Gilgames̆ and the World of Assyria

Gilgames̆ and the World of Assyria
Title Gilgames̆ and the World of Assyria PDF eBook
Author Joseph Azize
Publisher Peeters Publishers
Pages 260
Release 2007
Genre History
ISBN 9789042918023

Download Gilgames̆ and the World of Assyria Book in PDF, Epub and Kindle

In July 2004, a number of scholars gathered for a conference on Gilgamesh and the World of Assyria, at The University of Sydney. This volume of conference papers features contributions by Andrew George, the key note speaker, and established scholars such as J. D. Forest, V. A. Hurowitz, G. A. Rendsburg, N. Weeks and I. M. Young, together with those of other local scholars. The chief theme is the Gilgamesh epic, but interesting suggestions are made concerning the importance of that epic for biblical studies and Assyriology in general.

The Choice of Achilles

The Choice of Achilles
Title The Choice of Achilles PDF eBook
Author Susanne Lindgren Wofford
Publisher Stanford University Press
Pages 846
Release 1992-04-01
Genre Literary Criticism
ISBN 0804780803

Download The Choice of Achilles Book in PDF, Epub and Kindle

This book examines the ways that Classical and Renaissance epic poems often work against their expressed moral and political values.

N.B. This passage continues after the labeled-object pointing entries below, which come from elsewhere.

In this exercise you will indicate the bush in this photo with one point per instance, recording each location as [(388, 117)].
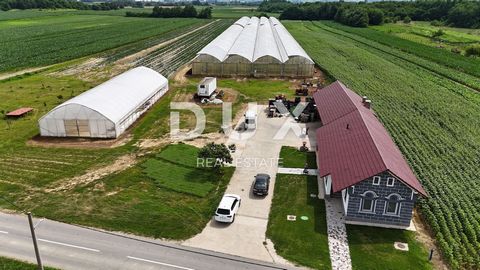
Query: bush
[(356, 17), (473, 50), (375, 16)]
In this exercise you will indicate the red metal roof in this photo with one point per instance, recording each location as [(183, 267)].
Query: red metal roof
[(19, 112), (352, 143)]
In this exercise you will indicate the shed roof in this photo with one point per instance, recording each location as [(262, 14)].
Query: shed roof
[(245, 44), (290, 45), (242, 21), (20, 111), (119, 96), (220, 46), (253, 38), (353, 145), (266, 44)]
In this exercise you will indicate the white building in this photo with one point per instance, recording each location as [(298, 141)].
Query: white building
[(107, 110), (254, 47)]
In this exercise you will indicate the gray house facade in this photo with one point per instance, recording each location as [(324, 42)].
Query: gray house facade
[(359, 162)]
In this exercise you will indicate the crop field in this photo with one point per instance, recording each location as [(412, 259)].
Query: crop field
[(168, 59), (421, 32), (44, 40), (433, 120)]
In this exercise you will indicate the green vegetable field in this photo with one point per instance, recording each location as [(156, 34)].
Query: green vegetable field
[(44, 40), (432, 118)]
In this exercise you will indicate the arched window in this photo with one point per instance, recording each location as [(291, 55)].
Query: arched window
[(368, 202), (392, 206)]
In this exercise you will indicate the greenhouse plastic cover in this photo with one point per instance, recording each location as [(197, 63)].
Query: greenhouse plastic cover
[(118, 97), (253, 38)]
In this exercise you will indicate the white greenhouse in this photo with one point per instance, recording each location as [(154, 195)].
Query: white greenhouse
[(254, 47), (107, 110)]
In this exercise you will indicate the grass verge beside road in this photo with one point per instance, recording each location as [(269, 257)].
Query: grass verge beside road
[(302, 241), (12, 264)]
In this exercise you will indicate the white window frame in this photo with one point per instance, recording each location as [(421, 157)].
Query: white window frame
[(375, 179), (398, 206), (393, 181), (374, 203)]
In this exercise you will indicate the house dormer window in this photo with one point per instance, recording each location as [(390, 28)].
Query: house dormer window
[(368, 202), (392, 205), (390, 182)]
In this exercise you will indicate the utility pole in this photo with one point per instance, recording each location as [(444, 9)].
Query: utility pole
[(34, 238)]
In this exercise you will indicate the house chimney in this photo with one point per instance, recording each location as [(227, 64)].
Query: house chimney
[(368, 104)]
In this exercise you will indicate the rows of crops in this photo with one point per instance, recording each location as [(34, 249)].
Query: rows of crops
[(51, 39), (450, 73), (456, 61), (170, 57), (433, 120)]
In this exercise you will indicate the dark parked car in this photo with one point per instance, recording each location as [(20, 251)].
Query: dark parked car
[(261, 184)]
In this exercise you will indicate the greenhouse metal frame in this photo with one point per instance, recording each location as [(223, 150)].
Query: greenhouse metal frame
[(258, 47), (108, 109)]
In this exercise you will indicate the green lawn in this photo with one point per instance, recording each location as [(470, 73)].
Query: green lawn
[(181, 153), (12, 264), (302, 242), (372, 248), (291, 157), (177, 177)]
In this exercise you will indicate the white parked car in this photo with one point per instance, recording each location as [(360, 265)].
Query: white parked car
[(227, 208)]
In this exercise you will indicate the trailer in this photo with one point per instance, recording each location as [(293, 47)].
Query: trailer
[(207, 87), (250, 120)]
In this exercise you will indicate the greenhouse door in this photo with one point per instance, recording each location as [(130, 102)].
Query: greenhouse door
[(77, 128)]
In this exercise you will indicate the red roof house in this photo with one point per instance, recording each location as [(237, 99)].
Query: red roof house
[(357, 157)]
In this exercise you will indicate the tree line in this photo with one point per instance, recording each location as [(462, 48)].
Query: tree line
[(455, 13), (188, 11), (6, 5)]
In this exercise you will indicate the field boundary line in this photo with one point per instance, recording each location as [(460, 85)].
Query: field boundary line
[(398, 56), (139, 54)]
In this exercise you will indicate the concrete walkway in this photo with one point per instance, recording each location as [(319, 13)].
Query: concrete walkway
[(337, 235), (258, 154), (297, 171)]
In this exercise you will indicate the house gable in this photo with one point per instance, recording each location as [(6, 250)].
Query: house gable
[(378, 188)]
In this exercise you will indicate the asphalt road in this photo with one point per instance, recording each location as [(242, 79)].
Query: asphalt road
[(71, 247)]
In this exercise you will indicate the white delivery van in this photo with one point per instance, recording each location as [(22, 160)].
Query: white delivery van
[(207, 86), (250, 120)]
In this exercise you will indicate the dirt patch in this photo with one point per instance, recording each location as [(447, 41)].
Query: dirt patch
[(424, 236), (80, 143), (9, 75), (122, 163), (180, 76)]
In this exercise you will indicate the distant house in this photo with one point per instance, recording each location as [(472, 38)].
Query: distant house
[(359, 162)]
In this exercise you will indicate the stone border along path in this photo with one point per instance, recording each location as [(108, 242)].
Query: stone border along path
[(337, 235)]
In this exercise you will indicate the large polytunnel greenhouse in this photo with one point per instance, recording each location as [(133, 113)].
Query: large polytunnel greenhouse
[(107, 110), (258, 47)]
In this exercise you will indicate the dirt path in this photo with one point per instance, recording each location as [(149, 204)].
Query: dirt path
[(5, 76), (122, 163), (128, 59)]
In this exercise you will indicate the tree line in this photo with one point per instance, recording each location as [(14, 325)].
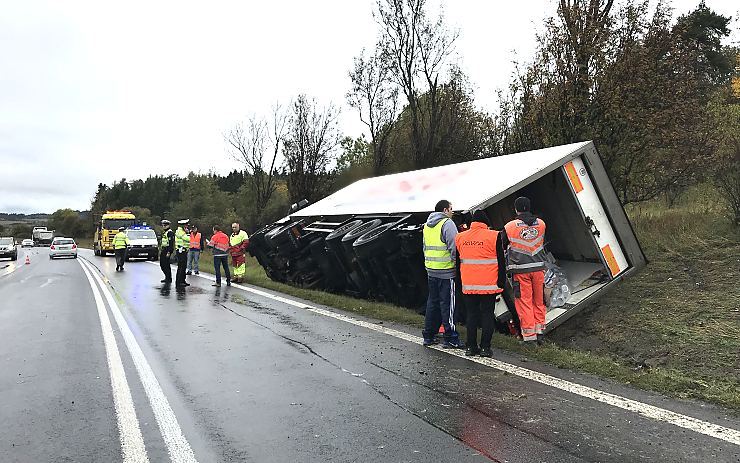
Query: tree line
[(659, 96)]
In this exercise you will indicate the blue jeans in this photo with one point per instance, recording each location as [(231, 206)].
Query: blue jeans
[(193, 260), (217, 262), (440, 309)]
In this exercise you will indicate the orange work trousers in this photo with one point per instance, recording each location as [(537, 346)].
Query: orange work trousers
[(530, 305)]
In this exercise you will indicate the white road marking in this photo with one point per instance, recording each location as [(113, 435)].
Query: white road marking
[(177, 446), (132, 442), (649, 411)]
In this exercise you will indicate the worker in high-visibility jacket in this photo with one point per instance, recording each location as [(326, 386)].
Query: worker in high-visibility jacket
[(482, 272), (439, 259), (120, 243), (196, 245), (166, 248), (182, 246), (524, 240), (238, 242)]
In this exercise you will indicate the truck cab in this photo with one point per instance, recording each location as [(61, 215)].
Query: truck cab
[(143, 242)]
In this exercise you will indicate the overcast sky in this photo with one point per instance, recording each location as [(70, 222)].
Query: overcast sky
[(92, 92)]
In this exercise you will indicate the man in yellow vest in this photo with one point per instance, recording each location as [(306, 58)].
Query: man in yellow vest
[(439, 259), (182, 246), (120, 242)]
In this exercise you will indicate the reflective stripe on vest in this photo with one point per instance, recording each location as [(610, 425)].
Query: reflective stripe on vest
[(165, 239), (436, 254), (182, 240), (195, 241), (478, 259), (526, 252)]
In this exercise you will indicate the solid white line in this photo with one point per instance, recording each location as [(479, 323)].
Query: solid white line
[(132, 442), (177, 446), (649, 411)]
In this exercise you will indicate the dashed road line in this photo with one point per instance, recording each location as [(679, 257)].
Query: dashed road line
[(132, 442), (177, 445)]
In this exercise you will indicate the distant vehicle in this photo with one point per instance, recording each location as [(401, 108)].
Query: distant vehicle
[(7, 248), (143, 242), (107, 228), (63, 247)]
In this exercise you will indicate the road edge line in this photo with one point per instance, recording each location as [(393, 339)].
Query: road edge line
[(177, 445)]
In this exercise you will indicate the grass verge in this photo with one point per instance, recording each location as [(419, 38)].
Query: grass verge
[(674, 328)]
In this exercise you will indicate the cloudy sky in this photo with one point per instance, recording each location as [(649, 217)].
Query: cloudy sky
[(92, 92)]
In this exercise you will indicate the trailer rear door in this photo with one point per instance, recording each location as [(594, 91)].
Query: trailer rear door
[(593, 212)]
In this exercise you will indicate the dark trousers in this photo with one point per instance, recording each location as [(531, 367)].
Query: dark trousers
[(182, 262), (120, 257), (218, 261), (440, 309), (479, 310), (164, 264)]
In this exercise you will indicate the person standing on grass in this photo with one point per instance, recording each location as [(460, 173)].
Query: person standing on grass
[(439, 259), (196, 245), (238, 241), (524, 241), (220, 244)]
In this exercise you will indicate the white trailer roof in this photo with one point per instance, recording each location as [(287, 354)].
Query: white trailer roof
[(466, 185)]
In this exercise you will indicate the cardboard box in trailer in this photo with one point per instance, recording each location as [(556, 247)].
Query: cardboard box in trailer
[(587, 229)]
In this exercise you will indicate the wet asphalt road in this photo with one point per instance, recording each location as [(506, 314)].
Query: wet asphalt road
[(250, 378)]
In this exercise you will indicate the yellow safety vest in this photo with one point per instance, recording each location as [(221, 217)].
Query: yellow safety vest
[(182, 239), (436, 254)]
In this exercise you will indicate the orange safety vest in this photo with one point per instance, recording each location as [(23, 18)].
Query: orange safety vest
[(478, 260), (526, 252), (195, 241)]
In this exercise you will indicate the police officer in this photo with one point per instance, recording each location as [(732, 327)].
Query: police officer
[(182, 246), (165, 250), (120, 242)]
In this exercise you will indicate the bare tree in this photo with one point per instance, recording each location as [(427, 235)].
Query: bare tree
[(256, 145), (416, 50), (310, 146), (377, 102)]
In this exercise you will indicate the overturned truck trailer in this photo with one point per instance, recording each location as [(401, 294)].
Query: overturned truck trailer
[(366, 239)]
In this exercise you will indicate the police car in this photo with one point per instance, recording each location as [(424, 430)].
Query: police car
[(143, 242)]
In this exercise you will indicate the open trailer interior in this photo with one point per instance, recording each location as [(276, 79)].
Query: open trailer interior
[(365, 239)]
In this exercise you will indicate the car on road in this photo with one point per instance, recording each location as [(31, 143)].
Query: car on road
[(63, 247), (7, 248)]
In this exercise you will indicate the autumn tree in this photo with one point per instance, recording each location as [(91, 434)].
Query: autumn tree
[(311, 142)]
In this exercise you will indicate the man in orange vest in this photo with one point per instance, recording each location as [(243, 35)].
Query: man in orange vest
[(483, 279), (524, 240), (196, 245)]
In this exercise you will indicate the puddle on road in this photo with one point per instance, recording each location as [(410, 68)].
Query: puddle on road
[(281, 317)]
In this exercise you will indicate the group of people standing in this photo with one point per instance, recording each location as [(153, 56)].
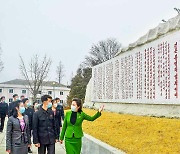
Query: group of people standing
[(43, 122)]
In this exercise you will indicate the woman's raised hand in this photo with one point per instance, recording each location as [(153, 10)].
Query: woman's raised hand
[(101, 108)]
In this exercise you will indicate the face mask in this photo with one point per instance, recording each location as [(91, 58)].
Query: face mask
[(29, 104), (73, 108), (22, 110), (49, 105), (55, 105)]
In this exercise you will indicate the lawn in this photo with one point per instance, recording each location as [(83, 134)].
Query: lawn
[(136, 134)]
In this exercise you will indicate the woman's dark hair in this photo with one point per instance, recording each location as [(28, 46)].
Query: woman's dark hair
[(53, 101), (15, 95), (45, 98), (79, 104), (16, 105)]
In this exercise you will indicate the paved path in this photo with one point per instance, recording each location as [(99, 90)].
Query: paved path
[(59, 148)]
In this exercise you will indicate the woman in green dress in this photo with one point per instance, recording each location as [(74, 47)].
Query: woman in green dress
[(72, 127)]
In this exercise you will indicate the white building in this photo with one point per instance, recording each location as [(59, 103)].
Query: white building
[(20, 87)]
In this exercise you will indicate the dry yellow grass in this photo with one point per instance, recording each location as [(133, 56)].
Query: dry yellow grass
[(136, 134)]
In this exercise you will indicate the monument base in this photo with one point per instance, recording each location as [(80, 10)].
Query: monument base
[(171, 111)]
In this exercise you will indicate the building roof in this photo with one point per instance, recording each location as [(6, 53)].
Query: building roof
[(24, 82), (163, 28)]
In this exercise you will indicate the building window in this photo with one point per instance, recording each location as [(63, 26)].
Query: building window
[(11, 91), (49, 92), (23, 91), (10, 99)]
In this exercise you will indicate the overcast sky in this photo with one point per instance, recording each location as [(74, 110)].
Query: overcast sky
[(66, 29)]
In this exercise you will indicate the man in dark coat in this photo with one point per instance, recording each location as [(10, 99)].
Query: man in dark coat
[(29, 112), (3, 112), (44, 129), (11, 105)]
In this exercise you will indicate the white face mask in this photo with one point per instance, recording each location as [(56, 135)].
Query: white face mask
[(73, 108)]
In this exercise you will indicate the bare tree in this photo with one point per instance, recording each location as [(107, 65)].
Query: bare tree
[(35, 73), (60, 72), (1, 63), (102, 51)]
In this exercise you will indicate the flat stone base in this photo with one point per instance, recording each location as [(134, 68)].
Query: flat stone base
[(95, 146), (139, 109)]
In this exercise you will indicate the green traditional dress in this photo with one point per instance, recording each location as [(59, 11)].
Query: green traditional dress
[(72, 130)]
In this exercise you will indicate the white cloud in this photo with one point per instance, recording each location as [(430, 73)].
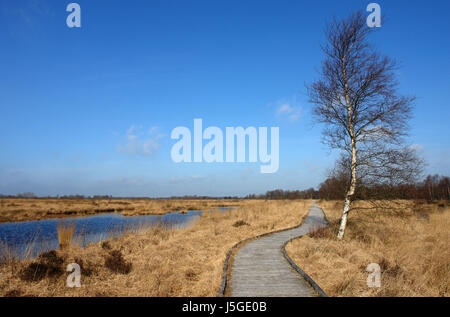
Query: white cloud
[(138, 143), (289, 111)]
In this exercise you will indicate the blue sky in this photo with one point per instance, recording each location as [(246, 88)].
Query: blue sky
[(89, 110)]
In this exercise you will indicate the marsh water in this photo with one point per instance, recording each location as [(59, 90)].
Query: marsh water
[(29, 238)]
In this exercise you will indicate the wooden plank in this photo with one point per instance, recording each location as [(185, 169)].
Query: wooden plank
[(260, 269)]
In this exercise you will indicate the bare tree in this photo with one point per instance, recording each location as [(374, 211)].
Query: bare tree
[(356, 98)]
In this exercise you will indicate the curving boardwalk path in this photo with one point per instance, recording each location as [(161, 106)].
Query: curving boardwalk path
[(260, 269)]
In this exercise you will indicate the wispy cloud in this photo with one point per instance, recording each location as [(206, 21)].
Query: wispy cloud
[(288, 109), (139, 143)]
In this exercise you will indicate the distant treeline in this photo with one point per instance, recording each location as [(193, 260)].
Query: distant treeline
[(434, 187)]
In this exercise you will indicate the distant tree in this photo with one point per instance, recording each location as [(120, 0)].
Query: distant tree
[(356, 98)]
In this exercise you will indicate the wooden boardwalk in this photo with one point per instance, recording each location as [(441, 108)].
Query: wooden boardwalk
[(260, 269)]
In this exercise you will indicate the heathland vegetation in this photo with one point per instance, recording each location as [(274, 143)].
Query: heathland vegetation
[(156, 262), (410, 244), (23, 209)]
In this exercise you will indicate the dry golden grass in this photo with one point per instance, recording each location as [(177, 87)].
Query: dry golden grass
[(65, 234), (160, 262), (18, 209), (411, 245)]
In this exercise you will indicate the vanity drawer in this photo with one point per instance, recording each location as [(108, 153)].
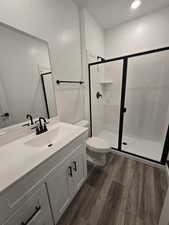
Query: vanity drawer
[(35, 211)]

It combines a formal and tropological analysis that stresses difference and disjunction with a political analysis of the epic's figurative economy. It offers an interpretation of three epic poems - Homer's Iliad, Virgil's Aeneid, and Spencer's Faerie Queene - that focuses on the way these texts make apparent the aesthetic, moral, and political difference that constitutes them, and sketches, in conclusion, two alternative resolutions of such division in Milton's Paradise Lost and Cervantes' Don Quixote, an 'epic' in prose. The book outlines a theory of how and why epic narrative may be said to subvert certain of its constitutive claims while articulating a cultural argument of which it becomes the contradictory paradigm. The author focuses on the aesthetic and ideological work accomplished by poetic figure in these narratives, and understands ideology as a figurative, substitutive system that resembles and uses the system of tropes. She defines the ideological function of tropes in narrative and the often contradictory way in which narratives acknowledge and seek to efface the transformative functions of ideology. Beginning with what it describes as a dual tendency within the epic simile (toward metaphor in the transformations of ideology; toward metonymy as it maintains a structure of difference), the book defines the politics of the simile in epic narrative and identifies metalepsis as the defining trope of ideology. It demonstrates the political and poetic costs of the structural reliance of allegorical narrative on catachresis and shows how the narrator's use of prosopopoeia to assert political authority reshapes the figurative economy of the epic. The book is particularly innovative in being the first to apply to the epic the set of questions posed by the linking of the theory of rhetoric and the theory of ideology. It argues that historical pressures on a text are often best seen as a dialectic in which ideology shapes poetic process while poetry counters, resists, figures, or generates the tropes of ideology itself.